"Do Antidepressants Cure or Create Abnormal Brain States?"
By David Cohen
In their provocative essay, Dr. Joanna Moncrieff of University College London and Professor David Cohen* of Florida International University in Miami, challenge the "disease-based" paradigm in psychiatry, arguing that the class of drugs known as antidepressants, and indeed all psychotropic drugs, produce their desired effects by creating abnormal brain states.
Psychotropic drugs induce sedation, or stimulation, or indifference, or a "plethora of psychobiological states," and may thus coincidentally relieve symptoms of psychiatric disorders. But Drs. Moncrieff and Cohen write that this in no way suggests that patients have "chemical imbalances" and they warn that these drug-induced states, though usually short-lived and may create more problems than they solve.
Drs. Moncrieff and Cohen argue that psychiatry's dominant "disease-centered model"-which holds that drugs correct "biochemical imbalances"-is far from established, and this for several reasons.
In the case of antidepressants, Moncrieff and Cohen show that all studies have failed to support the existence of pre-existing brain abnormalities among psychiatric patients. Animal models that try to mimic mental disorders fail to select drugs that are supposed to be effective for these disorders. In clinical trials testing antidepressants, rating scales include many items that would respond to any drug with sedative effects, thus outperforming placebos, but not because the drugs have specific "antidepressant" properties. Also, several other types of drugs, including benzodiazepines, antipsychotics, opiates, and others have been found to relieve depressive symptoms in controlled clinical trials.
Moncrieff and Cohen also show that so-called antidepressants affect healthy volunteers just like they do sychiatric patients-which weakens the idea that patients have abnormal brains. Finally, the authors remind us that the widespread use of so-called antidepressants, which are supposedly disorder-specific-"selective serotonin reuptake inhibitors"-have not led to demonstrable improvements in short or long-term outcomes of depression.
Drs. Moncrieff and Cohen propose instead that a "drug-centered model" best explains observed effects of antidepressants, in clinical trials and in ordinary patients' lives. They suggest that most tricyclic antidepressants are very sedating and produce EEG disturbances, causing cognitive dysfunctions.
SSRIs appear to be mildly stimulating and sedative simultaneously, but can also have effects that progress to "frank agitation." In addition, these various drugs may share antipsychotics' and opiates' particularly blunting effects.
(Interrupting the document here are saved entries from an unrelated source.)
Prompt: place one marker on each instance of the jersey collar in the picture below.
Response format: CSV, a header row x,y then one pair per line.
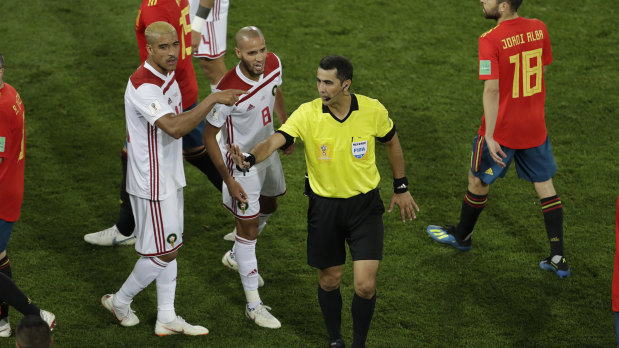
x,y
354,106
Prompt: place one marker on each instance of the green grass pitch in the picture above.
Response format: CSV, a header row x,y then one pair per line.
x,y
70,61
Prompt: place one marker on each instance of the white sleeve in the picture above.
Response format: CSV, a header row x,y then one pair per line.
x,y
151,103
218,114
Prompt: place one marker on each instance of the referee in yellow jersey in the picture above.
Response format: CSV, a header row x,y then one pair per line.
x,y
340,130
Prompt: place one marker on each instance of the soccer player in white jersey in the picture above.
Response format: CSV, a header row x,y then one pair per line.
x,y
209,25
155,178
246,123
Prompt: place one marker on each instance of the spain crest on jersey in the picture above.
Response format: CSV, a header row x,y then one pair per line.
x,y
359,148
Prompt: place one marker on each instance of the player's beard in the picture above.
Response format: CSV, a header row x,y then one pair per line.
x,y
250,69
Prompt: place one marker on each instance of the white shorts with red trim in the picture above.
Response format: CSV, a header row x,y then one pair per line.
x,y
158,224
267,181
213,38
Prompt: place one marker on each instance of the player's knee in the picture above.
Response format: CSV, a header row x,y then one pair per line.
x,y
268,205
329,281
365,290
168,257
329,284
476,185
247,232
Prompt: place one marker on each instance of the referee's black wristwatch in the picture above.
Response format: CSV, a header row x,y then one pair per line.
x,y
400,185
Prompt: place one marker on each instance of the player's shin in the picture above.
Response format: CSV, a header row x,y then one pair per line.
x,y
166,291
331,307
245,255
552,208
472,206
362,313
145,271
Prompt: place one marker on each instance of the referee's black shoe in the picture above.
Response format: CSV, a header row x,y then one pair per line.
x,y
339,343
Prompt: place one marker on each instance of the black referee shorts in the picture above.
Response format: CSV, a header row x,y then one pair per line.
x,y
357,220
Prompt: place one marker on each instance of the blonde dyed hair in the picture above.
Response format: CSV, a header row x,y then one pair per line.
x,y
247,33
157,29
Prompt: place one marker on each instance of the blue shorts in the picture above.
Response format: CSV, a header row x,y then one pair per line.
x,y
5,232
535,164
193,138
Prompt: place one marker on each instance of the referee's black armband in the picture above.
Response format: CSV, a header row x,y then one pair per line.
x,y
387,136
400,185
289,139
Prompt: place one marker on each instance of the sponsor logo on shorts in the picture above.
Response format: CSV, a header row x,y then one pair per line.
x,y
243,206
172,239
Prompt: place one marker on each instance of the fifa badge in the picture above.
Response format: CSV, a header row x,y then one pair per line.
x,y
359,148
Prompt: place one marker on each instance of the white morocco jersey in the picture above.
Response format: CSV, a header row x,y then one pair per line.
x,y
250,120
155,159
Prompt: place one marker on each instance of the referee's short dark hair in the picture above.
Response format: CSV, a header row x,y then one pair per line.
x,y
33,332
343,66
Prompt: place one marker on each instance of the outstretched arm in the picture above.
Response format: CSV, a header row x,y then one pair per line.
x,y
491,113
210,141
401,197
261,151
198,22
177,126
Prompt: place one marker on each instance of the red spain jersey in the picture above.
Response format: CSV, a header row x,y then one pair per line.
x,y
175,12
12,152
515,52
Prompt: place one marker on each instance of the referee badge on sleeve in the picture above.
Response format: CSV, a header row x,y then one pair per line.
x,y
324,150
359,148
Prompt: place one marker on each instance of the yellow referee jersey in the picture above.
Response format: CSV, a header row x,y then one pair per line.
x,y
340,154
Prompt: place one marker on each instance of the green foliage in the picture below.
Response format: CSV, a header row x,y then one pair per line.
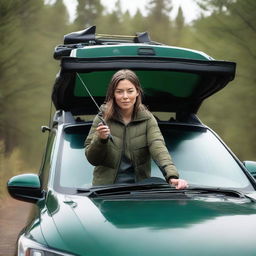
x,y
31,29
230,33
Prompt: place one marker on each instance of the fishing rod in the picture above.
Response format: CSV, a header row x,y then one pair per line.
x,y
95,103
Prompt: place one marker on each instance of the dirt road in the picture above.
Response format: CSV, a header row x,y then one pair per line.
x,y
13,216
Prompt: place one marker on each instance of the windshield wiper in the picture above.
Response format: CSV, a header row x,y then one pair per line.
x,y
225,191
159,188
121,189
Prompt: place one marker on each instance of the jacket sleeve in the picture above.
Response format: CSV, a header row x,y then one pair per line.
x,y
159,151
95,148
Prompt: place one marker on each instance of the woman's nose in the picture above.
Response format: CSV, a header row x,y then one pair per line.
x,y
125,95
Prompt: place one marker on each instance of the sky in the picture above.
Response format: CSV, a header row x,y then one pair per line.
x,y
189,7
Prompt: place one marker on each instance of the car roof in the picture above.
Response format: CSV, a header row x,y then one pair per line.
x,y
173,79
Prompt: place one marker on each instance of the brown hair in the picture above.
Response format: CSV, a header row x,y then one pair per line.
x,y
112,110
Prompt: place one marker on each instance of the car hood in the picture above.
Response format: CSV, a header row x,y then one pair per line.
x,y
209,226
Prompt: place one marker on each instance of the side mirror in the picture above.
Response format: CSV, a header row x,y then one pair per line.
x,y
25,187
251,167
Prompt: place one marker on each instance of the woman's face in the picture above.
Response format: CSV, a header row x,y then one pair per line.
x,y
125,95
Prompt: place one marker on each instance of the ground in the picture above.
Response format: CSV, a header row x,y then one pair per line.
x,y
13,216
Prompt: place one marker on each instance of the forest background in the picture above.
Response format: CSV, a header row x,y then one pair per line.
x,y
29,31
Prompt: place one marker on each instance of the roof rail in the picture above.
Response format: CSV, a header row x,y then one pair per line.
x,y
89,37
89,34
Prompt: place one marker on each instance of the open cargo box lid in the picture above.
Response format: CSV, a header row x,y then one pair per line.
x,y
173,79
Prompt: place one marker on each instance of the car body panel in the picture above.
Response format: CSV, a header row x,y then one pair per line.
x,y
216,215
150,227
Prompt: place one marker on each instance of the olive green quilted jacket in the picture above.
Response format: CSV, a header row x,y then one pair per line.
x,y
141,139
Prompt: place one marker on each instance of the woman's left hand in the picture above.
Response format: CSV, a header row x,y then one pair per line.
x,y
178,183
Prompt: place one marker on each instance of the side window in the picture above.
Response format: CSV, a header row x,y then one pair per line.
x,y
47,160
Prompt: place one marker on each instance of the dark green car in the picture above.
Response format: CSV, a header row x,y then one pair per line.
x,y
216,215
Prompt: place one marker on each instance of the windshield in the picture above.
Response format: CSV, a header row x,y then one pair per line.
x,y
199,156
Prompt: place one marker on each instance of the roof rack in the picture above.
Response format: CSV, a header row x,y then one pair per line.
x,y
88,37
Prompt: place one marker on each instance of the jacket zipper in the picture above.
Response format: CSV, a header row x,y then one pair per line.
x,y
124,134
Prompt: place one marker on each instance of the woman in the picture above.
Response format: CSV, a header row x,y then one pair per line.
x,y
121,149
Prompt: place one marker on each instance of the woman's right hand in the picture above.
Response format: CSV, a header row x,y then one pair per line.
x,y
103,131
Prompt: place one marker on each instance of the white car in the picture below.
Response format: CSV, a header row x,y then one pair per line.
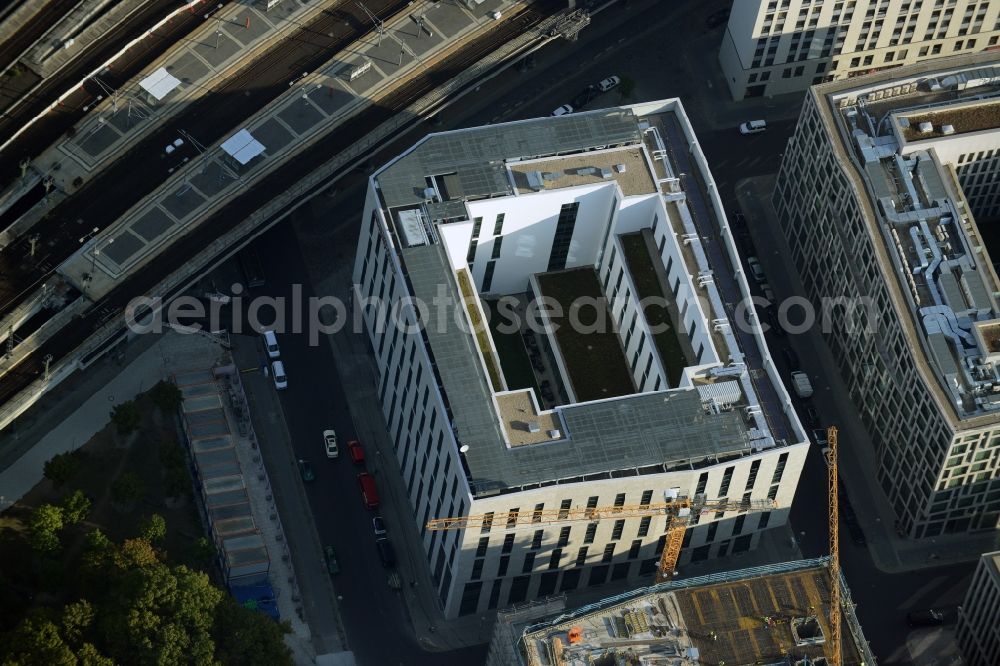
x,y
753,127
330,442
278,372
609,83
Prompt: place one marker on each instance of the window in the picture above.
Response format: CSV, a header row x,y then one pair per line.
x,y
644,526
512,517
529,563
564,509
564,233
727,478
752,478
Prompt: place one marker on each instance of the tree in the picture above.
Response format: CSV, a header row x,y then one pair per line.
x,y
76,507
44,527
154,529
61,467
126,417
127,489
167,397
243,636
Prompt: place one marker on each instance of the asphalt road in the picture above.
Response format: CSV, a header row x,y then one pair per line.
x,y
373,614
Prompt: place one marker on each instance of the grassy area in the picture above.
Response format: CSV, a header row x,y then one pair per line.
x,y
593,356
640,266
513,356
28,581
471,300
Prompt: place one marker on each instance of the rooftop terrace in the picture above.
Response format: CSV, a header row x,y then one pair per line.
x,y
593,357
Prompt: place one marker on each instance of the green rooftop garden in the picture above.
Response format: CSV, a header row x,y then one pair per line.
x,y
640,266
593,357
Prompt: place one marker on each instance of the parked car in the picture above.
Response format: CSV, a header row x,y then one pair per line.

Together, these sedative and stimulating effects explain antidepressants' popularity and perceived "effectiveness" among their users.
Moncrieff and Cohen warn that some drugs cause euphoria among some users, but this comes at a cost: "Drugs known to produce short-term euphoria require an increasing dose to maintain this effect (tolerance) and are associated with a compensatory dysphoria on discontinuation. ."
Tolerance requiring increased dose confirms the drugs pose a risk of drug-dependency (or addiction).
"So far, however, there is no compelling evidence that there exists any drug induced effect consisting of a sustained elevation of mood."
Moncrieff and Cohen conclude as follows: "Many patients are led to believe by their physicians and by advertising that antidepressant drugs will act on the biological cause of their depressed state by rectifying a 'chemical imbalance'.
On the contrary, our analysis indicates that there are no specific antidepressant drugs, that most short term effects of antidepressants are shared by numerous other drugs and that long term drug treatment with antidepressants or anything else has not been shown to lead to elevation of mood. We suggest the term "antidepressant" should be abandoned."